National Weather Service Storm Data Documentation
National Climatic Data Center Storm Events FAQ
The events in the database start in the year 1950 and end in November 2011. In the earlier years of the database there are generally fewer events recorded, most likely due to a lack of good records. More recent years should be considered more complete.
DATA PROCESSING
Now, I load the original “repdata-data-StormData.csv.bz2” data and store it in a data frame called “data”, using read.csv(bzfile()).
data <- read.csv(bzfile("repdata_data_StormData.csv.bz2"))
names(data)
## [1] "STATE__" "BGN_DATE" "BGN_TIME" "TIME_ZONE" "COUNTY"
## [6] "COUNTYNAME" "STATE" "EVTYPE" "BGN_RANGE" "BGN_AZI"
## [11] "BGN_LOCATI" "END_DATE" "END_TIME" "COUNTY_END" "COUNTYENDN"
## [16] "END_RANGE" "END_AZI" "END_LOCATI" "LENGTH" "WIDTH"
## [21] "F" "MAG" "FATALITIES" "INJURIES" "PROPDMG"
## [26] "PROPDMGEXP" "CROPDMG" "CROPDMGEXP" "WFO" "STATEOFFIC"
## [31] "ZONENAMES" "LATITUDE" "LONGITUDE" "LATITUDE_E" "LONGITUDE_"
## [36] "REMARKS" "REFNUM"
RESULTS
The basic goal of this assignment is to explore the NOAA Storm Database and answer some basic questions about severe weather events. I use the database to answer the questions below and show the code for my entire analysis.
Your data analysis must address the following questions: Question 1: Across the United States, which types of events (as indicated in the EVTYPE variable) are most harmful with respect to population health? In this question, I focus on both FATALITIES and INJURIES to study the impact on population health. First of all, I create a new variable to sum the impact on population health.
data$health <- data$FATALITIE + data$INJURIES
Then, I aggregate the data based on the event types.
aggdata_health <-aggregate(health ~ EVTYPE, data = data, sum)
Finally, I list the top five harmful events in a pie chart.
health_top5 <- head(aggdata_health[order(-aggdata_health$health), ], 5)
others <- data.frame(EVTYPE = as.factor("others"),
health = sum(aggdata_health$health) - sum(health_top5$health))
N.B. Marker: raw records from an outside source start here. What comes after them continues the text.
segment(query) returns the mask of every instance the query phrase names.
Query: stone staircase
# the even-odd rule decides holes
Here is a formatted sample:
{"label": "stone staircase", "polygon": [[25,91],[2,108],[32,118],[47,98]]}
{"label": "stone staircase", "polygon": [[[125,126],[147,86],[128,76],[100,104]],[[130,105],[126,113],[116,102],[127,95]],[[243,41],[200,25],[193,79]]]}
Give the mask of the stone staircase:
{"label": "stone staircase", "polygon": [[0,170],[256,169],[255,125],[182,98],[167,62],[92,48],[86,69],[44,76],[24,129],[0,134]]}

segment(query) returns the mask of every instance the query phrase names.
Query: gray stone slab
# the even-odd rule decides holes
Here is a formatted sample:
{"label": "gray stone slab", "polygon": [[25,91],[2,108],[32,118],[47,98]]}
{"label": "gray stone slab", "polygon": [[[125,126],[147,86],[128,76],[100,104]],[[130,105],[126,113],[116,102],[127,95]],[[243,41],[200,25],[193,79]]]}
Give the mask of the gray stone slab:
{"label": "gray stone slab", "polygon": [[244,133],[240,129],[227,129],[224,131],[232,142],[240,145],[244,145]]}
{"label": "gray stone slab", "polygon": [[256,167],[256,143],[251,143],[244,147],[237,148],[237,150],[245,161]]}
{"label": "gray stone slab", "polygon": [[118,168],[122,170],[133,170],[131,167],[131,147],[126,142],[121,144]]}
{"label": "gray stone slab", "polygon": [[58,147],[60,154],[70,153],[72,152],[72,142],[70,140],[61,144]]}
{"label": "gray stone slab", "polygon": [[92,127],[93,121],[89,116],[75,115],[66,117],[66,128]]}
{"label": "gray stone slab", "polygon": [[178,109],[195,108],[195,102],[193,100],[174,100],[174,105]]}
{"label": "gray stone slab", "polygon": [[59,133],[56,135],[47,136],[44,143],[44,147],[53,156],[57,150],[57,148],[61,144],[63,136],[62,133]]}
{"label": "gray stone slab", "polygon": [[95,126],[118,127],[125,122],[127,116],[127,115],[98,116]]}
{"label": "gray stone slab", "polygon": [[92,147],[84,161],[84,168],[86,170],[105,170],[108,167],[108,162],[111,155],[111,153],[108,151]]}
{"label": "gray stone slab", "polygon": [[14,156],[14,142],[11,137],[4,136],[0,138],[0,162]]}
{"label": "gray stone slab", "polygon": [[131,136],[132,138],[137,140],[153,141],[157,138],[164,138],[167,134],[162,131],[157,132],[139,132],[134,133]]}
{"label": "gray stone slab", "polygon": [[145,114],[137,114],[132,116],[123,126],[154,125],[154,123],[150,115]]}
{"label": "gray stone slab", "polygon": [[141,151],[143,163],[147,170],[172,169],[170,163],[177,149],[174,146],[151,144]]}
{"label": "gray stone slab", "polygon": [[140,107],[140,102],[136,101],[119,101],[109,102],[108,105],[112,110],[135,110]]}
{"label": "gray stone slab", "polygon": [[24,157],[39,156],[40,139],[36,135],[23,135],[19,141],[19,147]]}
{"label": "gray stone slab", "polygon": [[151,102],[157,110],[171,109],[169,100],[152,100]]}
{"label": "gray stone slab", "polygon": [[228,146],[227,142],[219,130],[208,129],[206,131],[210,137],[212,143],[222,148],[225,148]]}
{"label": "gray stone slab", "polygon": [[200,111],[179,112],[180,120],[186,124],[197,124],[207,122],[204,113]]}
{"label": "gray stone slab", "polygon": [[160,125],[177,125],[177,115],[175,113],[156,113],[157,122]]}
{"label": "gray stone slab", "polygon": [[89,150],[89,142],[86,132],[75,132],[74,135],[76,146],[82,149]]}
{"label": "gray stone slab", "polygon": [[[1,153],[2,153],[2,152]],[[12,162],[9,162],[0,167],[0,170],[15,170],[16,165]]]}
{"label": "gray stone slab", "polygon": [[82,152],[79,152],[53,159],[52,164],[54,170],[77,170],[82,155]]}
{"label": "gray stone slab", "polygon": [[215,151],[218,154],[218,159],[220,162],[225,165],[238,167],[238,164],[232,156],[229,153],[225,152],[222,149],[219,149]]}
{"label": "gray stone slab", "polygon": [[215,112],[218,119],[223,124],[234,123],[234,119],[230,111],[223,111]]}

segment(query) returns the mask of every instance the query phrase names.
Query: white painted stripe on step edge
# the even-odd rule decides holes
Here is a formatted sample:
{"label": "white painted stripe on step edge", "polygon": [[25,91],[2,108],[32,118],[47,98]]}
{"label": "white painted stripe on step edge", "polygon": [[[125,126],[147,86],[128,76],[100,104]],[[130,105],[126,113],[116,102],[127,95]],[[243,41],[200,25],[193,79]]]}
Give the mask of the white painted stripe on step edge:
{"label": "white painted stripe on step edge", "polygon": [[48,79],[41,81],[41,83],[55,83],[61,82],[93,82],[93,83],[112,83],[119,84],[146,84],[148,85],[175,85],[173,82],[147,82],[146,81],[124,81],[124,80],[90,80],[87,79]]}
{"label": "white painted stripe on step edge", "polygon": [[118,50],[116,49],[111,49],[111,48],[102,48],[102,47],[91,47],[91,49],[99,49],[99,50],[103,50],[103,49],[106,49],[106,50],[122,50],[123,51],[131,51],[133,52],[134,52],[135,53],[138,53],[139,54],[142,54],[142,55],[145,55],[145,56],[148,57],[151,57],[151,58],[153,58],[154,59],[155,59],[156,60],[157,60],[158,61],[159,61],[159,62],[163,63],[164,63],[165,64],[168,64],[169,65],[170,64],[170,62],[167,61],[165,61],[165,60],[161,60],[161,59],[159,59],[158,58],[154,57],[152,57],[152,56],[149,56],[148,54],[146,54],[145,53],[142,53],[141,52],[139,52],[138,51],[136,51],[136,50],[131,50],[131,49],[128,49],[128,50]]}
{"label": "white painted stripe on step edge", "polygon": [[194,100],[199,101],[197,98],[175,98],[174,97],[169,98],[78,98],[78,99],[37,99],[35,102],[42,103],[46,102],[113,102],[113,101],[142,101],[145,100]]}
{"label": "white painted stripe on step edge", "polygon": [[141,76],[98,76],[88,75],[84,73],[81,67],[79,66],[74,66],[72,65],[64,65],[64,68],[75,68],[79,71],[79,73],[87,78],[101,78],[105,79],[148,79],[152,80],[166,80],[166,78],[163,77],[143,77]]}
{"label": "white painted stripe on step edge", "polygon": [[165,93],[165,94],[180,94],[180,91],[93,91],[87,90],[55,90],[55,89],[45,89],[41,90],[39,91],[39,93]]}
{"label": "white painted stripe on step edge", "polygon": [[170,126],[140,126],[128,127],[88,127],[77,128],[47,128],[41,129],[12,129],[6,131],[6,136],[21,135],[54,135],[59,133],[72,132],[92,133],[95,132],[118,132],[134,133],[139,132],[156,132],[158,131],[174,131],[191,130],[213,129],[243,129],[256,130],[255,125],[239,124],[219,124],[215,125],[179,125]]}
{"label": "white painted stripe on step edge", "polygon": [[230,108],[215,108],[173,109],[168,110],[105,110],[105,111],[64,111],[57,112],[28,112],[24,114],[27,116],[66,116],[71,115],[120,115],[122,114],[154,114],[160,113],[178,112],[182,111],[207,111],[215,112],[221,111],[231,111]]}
health_top6 <- rbind(health_top5, others)
health_top6
## EVTYPE health
## 834 TORNADO 96979
## 130 EXCESSIVE HEAT 8428
## 856 TSTM WIND 7461
## 170 FLOOD 7259
## 464 LIGHTNING 6046
## 1 others 29500
pie(health_top6$health, labels=health_top6$EVTYPE,
main="Top 6 Harmful Events", radius = 1)
From the pie chart, we can clearly find out that the event, Tornado resulted in the most harmful population health consequences, 96,979 people suffered, even more than all of the other event types.
#Question 2: Across the United States, which types of events have the greatest economic consequences?
For economic consequences question, I turn to the other two variables PROPDMG and CROPDMG, which refers to the property demage loss and crops demage loss, respectively. Similarly, I create another new variable to sum the impact on economics.
data$econ <- data$PROPDMG + data$CROPDMG
Secondly, I aggregate the data based on the event types.
aggdata_econ <-aggregate(econ ~ EVTYPE, data = data, sum)
Finally, I list the top five loss events in a bar chart.
econ_top5 <- head(aggdata_econ[order(-aggdata_econ$econ), ], 5)
econ_top5
## EVTYPE econ
## 834 TORNADO 3312277
## 153 FLASH FLOOD 1599325
## 856 TSTM WIND 1445168
## 244 HAIL 1268290
## 170 FLOOD 1067976
barplot(econ_top5$econ,
col = c("red", "green", "green", "green", "green"),
names.arg = econ_top5$EVTYPE, cex.names = 0.65,
xlab = "Event Types", ylab = "Loss, $1K",
main="Top 5 Loss Events")
The above barplot also returns Tornado as the heaviest loss in the economy, with about $3,312,277,000 loss.